Sunday, November 25, 2012

I think I'm Turning Western

Japan is turning into the United States. Usually, the comparisons flow the other way around, with pundits saying that the United States might be going Japanese, due to all the economic stagnation, deflation fears and general malaise. After all, Japan is into its third lost decade, after also having a huge real estate (and stock) bubble. In the past, I've already written that due to several factors, the United States is not like Japan. These factors were: Demographics. The U.S. population is still growing, Japan's isn't; Valuation. U.S. stocks are much cheaper than Japanese stocks were or are. Inflation. For all the fears of deflation, the U.S. has had consistently higher inflation since the popping of its stock and real estate bubbles when compared to Japan. So, for the most part, one can't really say the U.S. is turning into Japan. Or at least there are very obvious differences between the two cases. But today I am going to make a different suggestion. Quite the other way around, it might be Japan that's turning into the United States! And that doesn't mean anything good, because Japan is taking the worst of its own situation, and adding it to the worst of the United States' own travails. Why is Japan turning into the United States? After its giant real estate and stock bubble, Japan's economy fell into the general malaise it's been in ever since. This malaise has led the Japanese state to run huge budget deficits and as such, to accumulate a huge public debt-- and to no avail as the malaise continued. It also led the Bank of Japan to print money left and right, much like the Fed today with the quantitative easing programs. But something still set Japan apart from the United States all this time. Japan had a large trade balance surplus, whereas the U.S. had a huge trade deficit. Japan also had a population bent on saving heavily, where the U.S. population for the most part was spendthrift. The thing is, for many different reasons this isn't the case anymore. On one hand, things like quitting on nuclear energy and having to import more energy goods, China economic weakness, China Japanese-focused xenophobia and Japanese corporate weakness have led to Japan losing its trade surplus (see chart below: Source). On the other, Japanese demographics destroyed its saving ways. (click to enlarge)

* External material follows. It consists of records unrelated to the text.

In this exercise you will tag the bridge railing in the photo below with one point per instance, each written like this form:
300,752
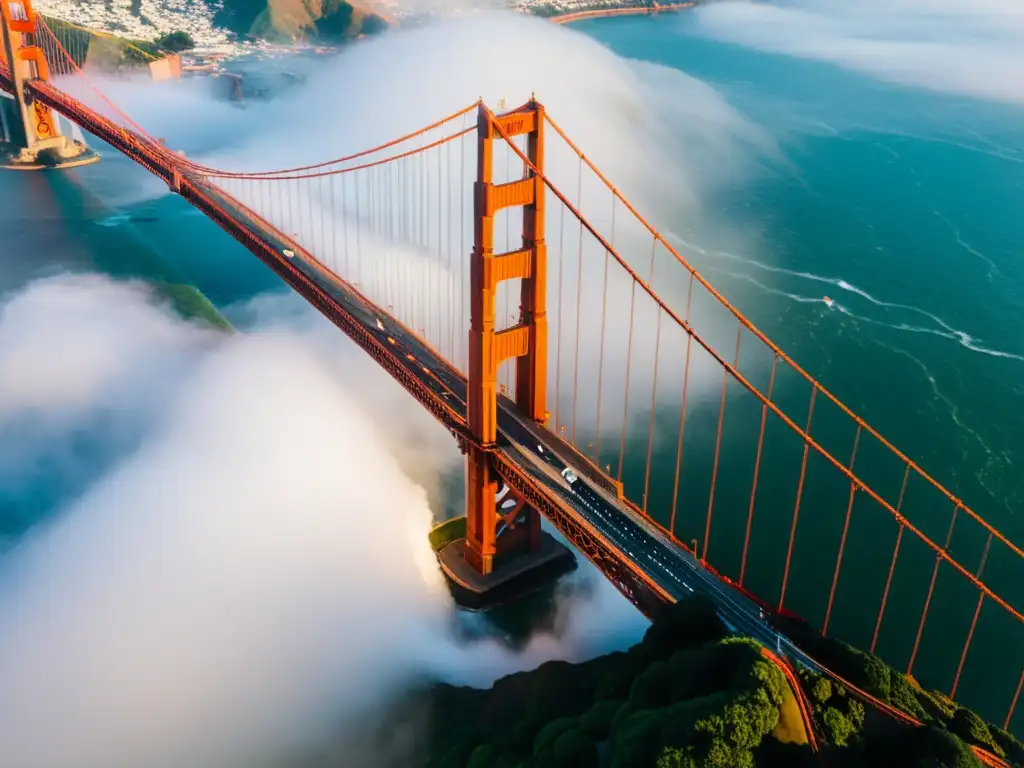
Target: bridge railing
724,441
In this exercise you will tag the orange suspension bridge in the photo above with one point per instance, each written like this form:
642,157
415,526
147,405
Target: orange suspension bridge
590,375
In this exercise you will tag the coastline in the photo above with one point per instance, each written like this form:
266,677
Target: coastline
633,10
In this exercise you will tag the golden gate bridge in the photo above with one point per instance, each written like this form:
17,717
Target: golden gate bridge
585,368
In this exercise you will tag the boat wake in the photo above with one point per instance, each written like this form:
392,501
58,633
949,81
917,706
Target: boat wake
940,328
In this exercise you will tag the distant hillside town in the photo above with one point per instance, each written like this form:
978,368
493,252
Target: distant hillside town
225,28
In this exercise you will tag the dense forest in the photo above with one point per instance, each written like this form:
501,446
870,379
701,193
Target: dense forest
691,695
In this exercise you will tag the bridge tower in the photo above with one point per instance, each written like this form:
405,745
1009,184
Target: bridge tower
34,140
504,542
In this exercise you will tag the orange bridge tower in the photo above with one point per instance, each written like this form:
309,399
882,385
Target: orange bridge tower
504,550
33,138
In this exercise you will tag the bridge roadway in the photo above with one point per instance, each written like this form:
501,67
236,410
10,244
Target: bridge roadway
543,456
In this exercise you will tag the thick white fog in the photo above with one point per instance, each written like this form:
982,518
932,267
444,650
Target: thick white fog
247,568
967,48
253,572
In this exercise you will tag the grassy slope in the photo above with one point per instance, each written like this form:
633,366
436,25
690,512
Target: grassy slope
285,20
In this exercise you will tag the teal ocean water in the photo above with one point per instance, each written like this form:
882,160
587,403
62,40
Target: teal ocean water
901,205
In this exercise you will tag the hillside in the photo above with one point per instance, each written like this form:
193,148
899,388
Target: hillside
290,20
690,695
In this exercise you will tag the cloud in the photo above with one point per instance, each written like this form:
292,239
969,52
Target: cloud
248,577
964,48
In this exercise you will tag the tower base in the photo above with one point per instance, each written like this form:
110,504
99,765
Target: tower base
67,154
517,577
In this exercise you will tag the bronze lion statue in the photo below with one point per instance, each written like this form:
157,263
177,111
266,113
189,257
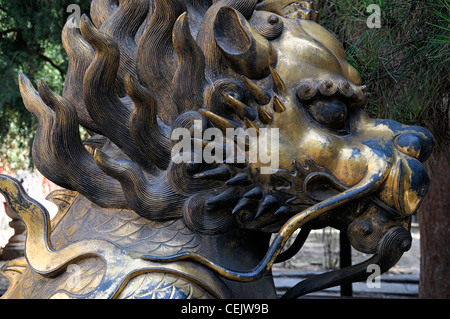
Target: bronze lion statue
258,86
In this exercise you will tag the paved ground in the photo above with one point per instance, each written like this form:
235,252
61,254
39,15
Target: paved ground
321,252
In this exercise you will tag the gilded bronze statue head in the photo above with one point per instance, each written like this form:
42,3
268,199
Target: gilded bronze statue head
266,71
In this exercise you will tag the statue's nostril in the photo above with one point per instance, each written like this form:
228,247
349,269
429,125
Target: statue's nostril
409,143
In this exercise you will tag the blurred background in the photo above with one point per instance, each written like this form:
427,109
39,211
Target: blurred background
405,64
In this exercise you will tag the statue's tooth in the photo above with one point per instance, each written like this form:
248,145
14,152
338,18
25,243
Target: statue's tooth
278,106
255,193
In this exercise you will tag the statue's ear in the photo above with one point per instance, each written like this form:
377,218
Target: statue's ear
246,51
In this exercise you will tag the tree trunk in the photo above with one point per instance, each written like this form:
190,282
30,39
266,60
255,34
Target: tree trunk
435,235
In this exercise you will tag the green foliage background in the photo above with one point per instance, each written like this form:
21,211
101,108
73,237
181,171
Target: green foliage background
30,42
405,63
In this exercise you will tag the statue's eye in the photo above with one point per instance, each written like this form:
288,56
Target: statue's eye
329,112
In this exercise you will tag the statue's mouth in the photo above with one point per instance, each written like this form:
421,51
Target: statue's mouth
300,10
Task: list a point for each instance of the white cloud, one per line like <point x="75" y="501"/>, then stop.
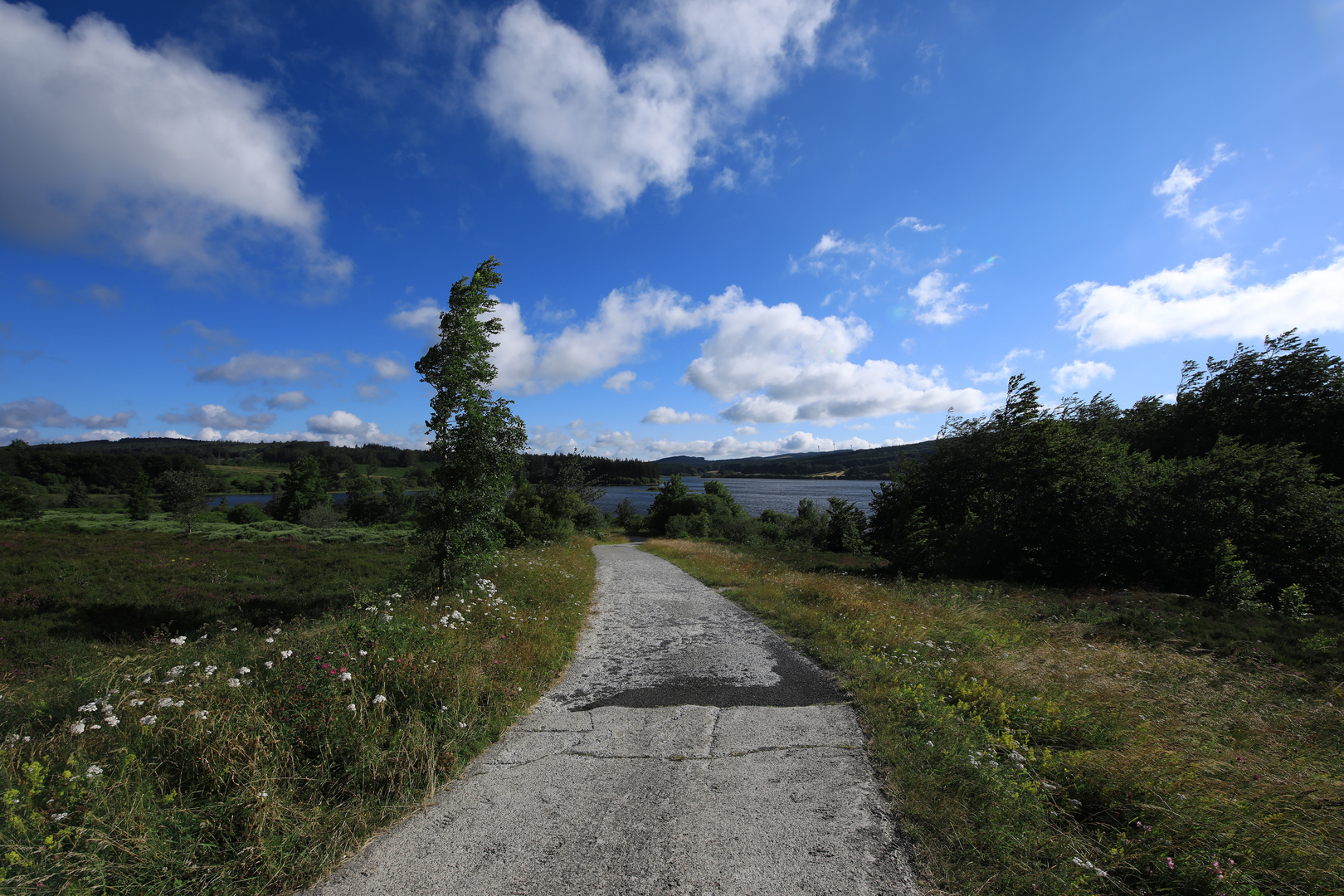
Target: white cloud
<point x="1004" y="368"/>
<point x="1203" y="301"/>
<point x="149" y="151"/>
<point x="1181" y="183"/>
<point x="21" y="419"/>
<point x="609" y="134"/>
<point x="292" y="401"/>
<point x="784" y="366"/>
<point x="580" y="353"/>
<point x="251" y="367"/>
<point x="916" y="225"/>
<point x="1077" y="375"/>
<point x="668" y="416"/>
<point x="936" y="303"/>
<point x="218" y="416"/>
<point x="424" y="317"/>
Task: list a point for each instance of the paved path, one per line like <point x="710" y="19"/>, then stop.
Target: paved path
<point x="689" y="750"/>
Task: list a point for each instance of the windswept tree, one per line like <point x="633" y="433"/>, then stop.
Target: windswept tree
<point x="477" y="437"/>
<point x="184" y="494"/>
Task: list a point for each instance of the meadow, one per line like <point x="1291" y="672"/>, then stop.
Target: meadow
<point x="233" y="715"/>
<point x="1054" y="742"/>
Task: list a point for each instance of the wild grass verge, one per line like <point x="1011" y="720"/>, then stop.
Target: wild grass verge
<point x="236" y="759"/>
<point x="1031" y="757"/>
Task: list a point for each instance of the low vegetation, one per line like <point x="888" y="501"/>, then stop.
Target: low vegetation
<point x="231" y="742"/>
<point x="1038" y="742"/>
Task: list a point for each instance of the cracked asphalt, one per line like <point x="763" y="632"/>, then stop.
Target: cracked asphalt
<point x="689" y="750"/>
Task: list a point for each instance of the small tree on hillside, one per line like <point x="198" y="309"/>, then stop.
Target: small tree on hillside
<point x="186" y="494"/>
<point x="138" y="499"/>
<point x="477" y="437"/>
<point x="77" y="494"/>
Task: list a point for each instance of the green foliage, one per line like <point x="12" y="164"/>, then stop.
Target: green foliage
<point x="245" y="514"/>
<point x="1234" y="585"/>
<point x="184" y="496"/>
<point x="303" y="490"/>
<point x="77" y="494"/>
<point x="477" y="438"/>
<point x="1062" y="497"/>
<point x="236" y="763"/>
<point x="17" y="504"/>
<point x="139" y="504"/>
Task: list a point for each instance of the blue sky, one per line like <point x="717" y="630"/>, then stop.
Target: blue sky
<point x="726" y="227"/>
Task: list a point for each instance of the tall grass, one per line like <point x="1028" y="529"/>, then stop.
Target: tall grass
<point x="241" y="759"/>
<point x="1031" y="757"/>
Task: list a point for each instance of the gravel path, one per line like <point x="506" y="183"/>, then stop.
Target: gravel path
<point x="689" y="750"/>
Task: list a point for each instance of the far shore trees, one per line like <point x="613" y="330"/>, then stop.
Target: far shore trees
<point x="477" y="438"/>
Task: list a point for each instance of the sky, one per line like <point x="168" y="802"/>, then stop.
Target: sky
<point x="726" y="227"/>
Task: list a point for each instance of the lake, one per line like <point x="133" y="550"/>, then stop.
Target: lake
<point x="753" y="494"/>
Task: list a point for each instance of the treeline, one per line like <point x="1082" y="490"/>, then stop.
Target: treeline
<point x="866" y="464"/>
<point x="1230" y="492"/>
<point x="113" y="468"/>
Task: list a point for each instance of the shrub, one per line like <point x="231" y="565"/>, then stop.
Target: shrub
<point x="245" y="514"/>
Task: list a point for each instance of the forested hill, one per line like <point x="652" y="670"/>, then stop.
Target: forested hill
<point x="867" y="464"/>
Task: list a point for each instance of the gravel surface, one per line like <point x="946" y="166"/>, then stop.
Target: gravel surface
<point x="689" y="750"/>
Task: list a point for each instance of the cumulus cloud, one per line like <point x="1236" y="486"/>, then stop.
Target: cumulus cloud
<point x="916" y="225"/>
<point x="27" y="414"/>
<point x="937" y="303"/>
<point x="580" y="353"/>
<point x="1179" y="187"/>
<point x="608" y="134"/>
<point x="1077" y="375"/>
<point x="784" y="366"/>
<point x="1205" y="299"/>
<point x="668" y="416"/>
<point x="1004" y="368"/>
<point x="218" y="416"/>
<point x="292" y="401"/>
<point x="147" y="151"/>
<point x="251" y="367"/>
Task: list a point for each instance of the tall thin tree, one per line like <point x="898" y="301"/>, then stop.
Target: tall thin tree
<point x="477" y="437"/>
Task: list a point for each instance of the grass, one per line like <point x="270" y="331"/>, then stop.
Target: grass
<point x="1045" y="743"/>
<point x="247" y="757"/>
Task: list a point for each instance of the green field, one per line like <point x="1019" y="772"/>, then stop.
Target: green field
<point x="233" y="715"/>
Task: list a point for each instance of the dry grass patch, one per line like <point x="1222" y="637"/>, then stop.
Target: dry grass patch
<point x="1036" y="758"/>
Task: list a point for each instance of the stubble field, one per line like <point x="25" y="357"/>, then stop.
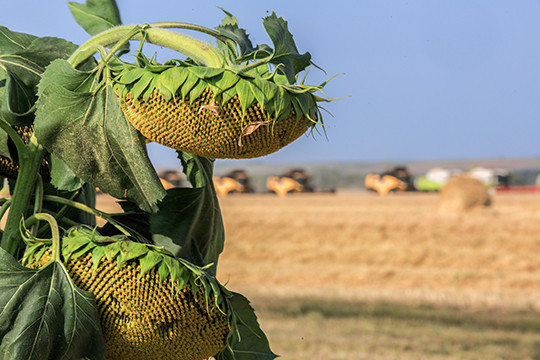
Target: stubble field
<point x="356" y="276"/>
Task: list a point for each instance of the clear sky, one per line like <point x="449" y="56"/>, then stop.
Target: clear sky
<point x="426" y="79"/>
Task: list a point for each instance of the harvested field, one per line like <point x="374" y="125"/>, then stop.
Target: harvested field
<point x="357" y="276"/>
<point x="359" y="246"/>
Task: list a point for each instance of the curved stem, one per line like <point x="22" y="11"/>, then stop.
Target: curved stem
<point x="30" y="162"/>
<point x="19" y="143"/>
<point x="4" y="208"/>
<point x="55" y="232"/>
<point x="200" y="51"/>
<point x="88" y="209"/>
<point x="38" y="202"/>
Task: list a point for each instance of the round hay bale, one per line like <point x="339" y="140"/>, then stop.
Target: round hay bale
<point x="463" y="193"/>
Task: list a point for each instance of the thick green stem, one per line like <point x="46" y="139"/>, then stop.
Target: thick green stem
<point x="198" y="50"/>
<point x="30" y="162"/>
<point x="55" y="232"/>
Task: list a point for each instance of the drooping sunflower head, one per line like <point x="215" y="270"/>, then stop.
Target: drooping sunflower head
<point x="151" y="305"/>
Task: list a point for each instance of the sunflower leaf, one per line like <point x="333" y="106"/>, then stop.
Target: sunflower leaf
<point x="89" y="132"/>
<point x="43" y="315"/>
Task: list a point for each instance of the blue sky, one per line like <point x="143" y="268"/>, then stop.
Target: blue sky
<point x="425" y="79"/>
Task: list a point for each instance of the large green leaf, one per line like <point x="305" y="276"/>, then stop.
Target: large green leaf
<point x="251" y="342"/>
<point x="18" y="102"/>
<point x="189" y="221"/>
<point x="23" y="59"/>
<point x="43" y="315"/>
<point x="96" y="16"/>
<point x="89" y="132"/>
<point x="285" y="51"/>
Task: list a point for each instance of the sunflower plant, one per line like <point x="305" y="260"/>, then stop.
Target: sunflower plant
<point x="77" y="118"/>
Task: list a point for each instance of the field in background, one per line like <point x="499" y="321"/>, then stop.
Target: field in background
<point x="358" y="276"/>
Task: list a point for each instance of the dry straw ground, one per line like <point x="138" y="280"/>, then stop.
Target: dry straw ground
<point x="358" y="276"/>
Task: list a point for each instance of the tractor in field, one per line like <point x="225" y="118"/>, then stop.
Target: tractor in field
<point x="395" y="179"/>
<point x="235" y="181"/>
<point x="292" y="181"/>
<point x="171" y="178"/>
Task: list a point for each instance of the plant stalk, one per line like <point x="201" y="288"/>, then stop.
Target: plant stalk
<point x="200" y="51"/>
<point x="30" y="161"/>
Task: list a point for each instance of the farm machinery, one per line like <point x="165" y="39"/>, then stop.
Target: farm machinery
<point x="291" y="181"/>
<point x="235" y="181"/>
<point x="394" y="179"/>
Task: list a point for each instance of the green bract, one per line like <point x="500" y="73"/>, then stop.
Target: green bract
<point x="250" y="99"/>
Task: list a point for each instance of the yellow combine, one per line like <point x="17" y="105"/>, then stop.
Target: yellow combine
<point x="236" y="181"/>
<point x="292" y="181"/>
<point x="395" y="179"/>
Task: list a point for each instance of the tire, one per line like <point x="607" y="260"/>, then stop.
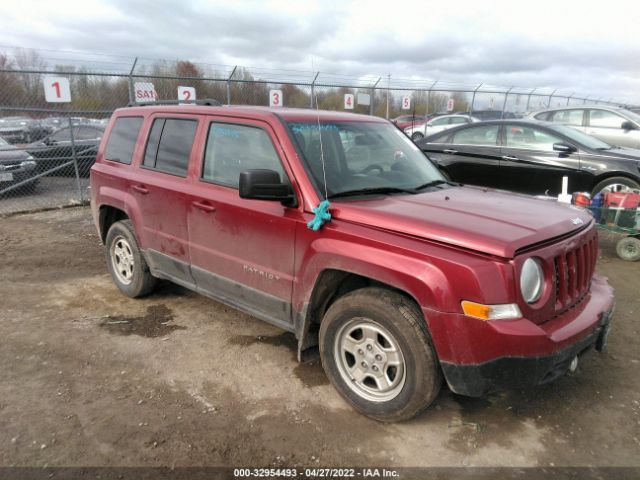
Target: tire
<point x="608" y="182"/>
<point x="628" y="249"/>
<point x="125" y="261"/>
<point x="394" y="328"/>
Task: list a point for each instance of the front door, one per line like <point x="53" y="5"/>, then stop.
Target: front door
<point x="242" y="250"/>
<point x="531" y="164"/>
<point x="161" y="189"/>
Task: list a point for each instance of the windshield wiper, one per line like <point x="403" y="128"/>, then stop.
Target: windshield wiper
<point x="435" y="183"/>
<point x="371" y="191"/>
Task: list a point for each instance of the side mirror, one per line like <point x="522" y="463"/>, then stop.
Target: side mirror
<point x="260" y="184"/>
<point x="564" y="147"/>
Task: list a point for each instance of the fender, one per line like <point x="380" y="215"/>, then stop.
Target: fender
<point x="125" y="201"/>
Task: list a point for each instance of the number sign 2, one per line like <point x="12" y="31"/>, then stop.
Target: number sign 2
<point x="186" y="94"/>
<point x="275" y="98"/>
<point x="56" y="89"/>
<point x="348" y="101"/>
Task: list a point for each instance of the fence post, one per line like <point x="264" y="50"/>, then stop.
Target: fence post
<point x="373" y="95"/>
<point x="473" y="99"/>
<point x="429" y="97"/>
<point x="569" y="97"/>
<point x="75" y="160"/>
<point x="229" y="85"/>
<point x="504" y="104"/>
<point x="132" y="98"/>
<point x="313" y="89"/>
<point x="529" y="98"/>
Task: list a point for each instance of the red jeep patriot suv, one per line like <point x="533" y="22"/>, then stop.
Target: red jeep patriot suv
<point x="413" y="279"/>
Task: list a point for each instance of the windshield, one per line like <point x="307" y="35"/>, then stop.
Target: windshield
<point x="582" y="138"/>
<point x="362" y="156"/>
<point x="632" y="116"/>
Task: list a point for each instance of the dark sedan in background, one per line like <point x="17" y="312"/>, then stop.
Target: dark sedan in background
<point x="532" y="157"/>
<point x="57" y="149"/>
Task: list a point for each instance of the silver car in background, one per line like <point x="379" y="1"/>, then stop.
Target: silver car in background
<point x="616" y="126"/>
<point x="438" y="124"/>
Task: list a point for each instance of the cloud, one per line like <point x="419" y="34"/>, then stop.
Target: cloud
<point x="550" y="44"/>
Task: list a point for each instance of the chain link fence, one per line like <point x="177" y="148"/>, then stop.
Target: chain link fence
<point x="47" y="148"/>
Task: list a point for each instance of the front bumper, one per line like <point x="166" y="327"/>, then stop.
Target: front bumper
<point x="502" y="355"/>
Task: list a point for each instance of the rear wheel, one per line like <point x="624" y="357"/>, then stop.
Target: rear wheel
<point x="377" y="353"/>
<point x="125" y="262"/>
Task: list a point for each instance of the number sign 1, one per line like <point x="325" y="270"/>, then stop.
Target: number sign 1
<point x="56" y="89"/>
<point x="348" y="101"/>
<point x="186" y="94"/>
<point x="450" y="104"/>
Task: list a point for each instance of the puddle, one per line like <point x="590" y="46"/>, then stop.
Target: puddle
<point x="311" y="374"/>
<point x="156" y="323"/>
<point x="286" y="338"/>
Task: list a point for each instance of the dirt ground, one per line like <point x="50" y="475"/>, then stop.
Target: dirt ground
<point x="92" y="378"/>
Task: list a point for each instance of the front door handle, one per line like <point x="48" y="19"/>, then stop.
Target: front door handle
<point x="205" y="207"/>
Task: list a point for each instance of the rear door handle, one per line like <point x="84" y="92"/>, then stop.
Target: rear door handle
<point x="205" y="207"/>
<point x="140" y="189"/>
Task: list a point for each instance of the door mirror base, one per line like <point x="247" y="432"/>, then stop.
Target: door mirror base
<point x="564" y="148"/>
<point x="262" y="184"/>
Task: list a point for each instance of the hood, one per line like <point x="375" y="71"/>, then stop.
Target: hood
<point x="488" y="221"/>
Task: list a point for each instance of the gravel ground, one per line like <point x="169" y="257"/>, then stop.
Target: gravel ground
<point x="92" y="378"/>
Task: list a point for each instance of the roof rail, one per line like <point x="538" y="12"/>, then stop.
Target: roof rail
<point x="206" y="101"/>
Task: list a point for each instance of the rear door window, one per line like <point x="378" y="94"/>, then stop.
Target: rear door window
<point x="232" y="149"/>
<point x="480" y="135"/>
<point x="122" y="139"/>
<point x="169" y="145"/>
<point x="568" y="117"/>
<point x="605" y="119"/>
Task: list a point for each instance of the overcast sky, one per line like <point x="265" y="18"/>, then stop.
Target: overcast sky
<point x="576" y="46"/>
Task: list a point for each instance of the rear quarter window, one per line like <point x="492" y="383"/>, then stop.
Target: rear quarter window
<point x="122" y="139"/>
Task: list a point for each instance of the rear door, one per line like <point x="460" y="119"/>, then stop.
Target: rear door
<point x="470" y="155"/>
<point x="530" y="165"/>
<point x="242" y="250"/>
<point x="162" y="192"/>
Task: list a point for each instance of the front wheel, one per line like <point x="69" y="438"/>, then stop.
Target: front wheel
<point x="125" y="262"/>
<point x="376" y="351"/>
<point x="628" y="249"/>
<point x="615" y="184"/>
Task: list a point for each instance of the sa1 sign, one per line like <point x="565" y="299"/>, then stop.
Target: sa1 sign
<point x="145" y="92"/>
<point x="348" y="101"/>
<point x="186" y="94"/>
<point x="56" y="89"/>
<point x="275" y="98"/>
<point x="450" y="104"/>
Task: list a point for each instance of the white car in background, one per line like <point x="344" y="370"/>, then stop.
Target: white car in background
<point x="438" y="124"/>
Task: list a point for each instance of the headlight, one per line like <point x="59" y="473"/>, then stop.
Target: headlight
<point x="531" y="280"/>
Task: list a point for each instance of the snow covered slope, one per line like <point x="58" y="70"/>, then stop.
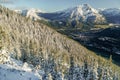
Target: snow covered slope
<point x="80" y="13"/>
<point x="12" y="69"/>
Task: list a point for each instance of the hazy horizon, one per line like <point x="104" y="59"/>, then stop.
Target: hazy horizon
<point x="55" y="5"/>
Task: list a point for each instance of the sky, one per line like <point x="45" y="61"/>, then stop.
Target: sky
<point x="56" y="5"/>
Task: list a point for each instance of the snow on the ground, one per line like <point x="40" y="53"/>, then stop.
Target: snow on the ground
<point x="11" y="69"/>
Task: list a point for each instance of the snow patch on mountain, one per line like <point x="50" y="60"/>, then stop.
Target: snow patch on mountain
<point x="83" y="12"/>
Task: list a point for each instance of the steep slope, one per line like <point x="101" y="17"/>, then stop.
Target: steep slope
<point x="82" y="13"/>
<point x="55" y="54"/>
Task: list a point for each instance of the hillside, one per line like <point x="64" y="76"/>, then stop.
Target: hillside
<point x="55" y="54"/>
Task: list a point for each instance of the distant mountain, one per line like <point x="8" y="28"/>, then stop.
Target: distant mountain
<point x="112" y="15"/>
<point x="30" y="13"/>
<point x="82" y="13"/>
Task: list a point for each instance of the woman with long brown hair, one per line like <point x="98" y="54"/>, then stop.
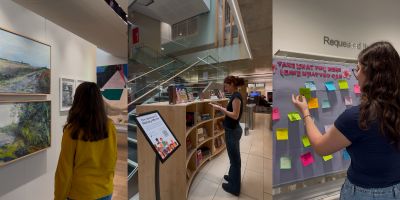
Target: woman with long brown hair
<point x="370" y="131"/>
<point x="233" y="133"/>
<point x="88" y="154"/>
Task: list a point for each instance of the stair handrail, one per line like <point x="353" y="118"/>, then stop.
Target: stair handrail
<point x="129" y="81"/>
<point x="184" y="70"/>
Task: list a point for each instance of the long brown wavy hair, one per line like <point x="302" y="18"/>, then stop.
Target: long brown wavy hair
<point x="87" y="119"/>
<point x="380" y="100"/>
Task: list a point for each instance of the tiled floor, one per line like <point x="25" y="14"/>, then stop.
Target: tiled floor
<point x="256" y="155"/>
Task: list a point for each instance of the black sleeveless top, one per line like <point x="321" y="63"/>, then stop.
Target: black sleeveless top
<point x="229" y="122"/>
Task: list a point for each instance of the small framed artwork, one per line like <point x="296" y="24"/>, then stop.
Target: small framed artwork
<point x="78" y="82"/>
<point x="67" y="90"/>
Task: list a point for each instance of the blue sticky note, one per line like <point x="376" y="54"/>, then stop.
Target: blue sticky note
<point x="310" y="85"/>
<point x="326" y="104"/>
<point x="346" y="155"/>
<point x="330" y="86"/>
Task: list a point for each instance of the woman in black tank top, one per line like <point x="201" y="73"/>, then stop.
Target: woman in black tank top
<point x="233" y="133"/>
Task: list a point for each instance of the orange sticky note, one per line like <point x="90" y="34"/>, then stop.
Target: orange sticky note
<point x="282" y="134"/>
<point x="313" y="103"/>
<point x="328" y="157"/>
<point x="275" y="113"/>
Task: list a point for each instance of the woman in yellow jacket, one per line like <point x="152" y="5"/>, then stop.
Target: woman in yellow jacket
<point x="86" y="165"/>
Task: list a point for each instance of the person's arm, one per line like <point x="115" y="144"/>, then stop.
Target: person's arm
<point x="236" y="109"/>
<point x="332" y="141"/>
<point x="63" y="176"/>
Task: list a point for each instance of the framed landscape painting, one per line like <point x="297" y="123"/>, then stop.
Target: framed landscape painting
<point x="67" y="91"/>
<point x="24" y="129"/>
<point x="24" y="65"/>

So there you have it. Whatever meant that Japan's travails were mostly internal, is now inapplicable since if the country starts running a trade deficit, it will at some point need external financing. What you are left with is a country with 211.7%/GDP public debt, a 9.7%/GDP budget deficit, a declining population AND a trade deficit, while printing money! What you're left with is the U.S. minus a growing population! Not only that, but the numbers are actually much worse to boot. Conclusion Amazing as it is, this doesn't bode well for either the Japanese yen (FXY),(YCL),(YCS),(JYN) or for Japan's stock market (EWJ),(EZJ), even after having fallen more than 75% in the last 22 years. I am thus turning long-term negative on JPY. On the plus side, as the Japanese yen tanks, it might be possible to find Japanese equities which rely mostly on foreign markets and stand to benefit. Finally, some would say that the very best way to play this trend would be to short JGBs. The problem here is that JGBs are issued in yen and Japan can print as many yen as it likes and buy those bonds, so it's not a given that JGBs will collapse. It will be mostly an (unlikely) political choice to let those prices reflect reality. Not so with the JPY.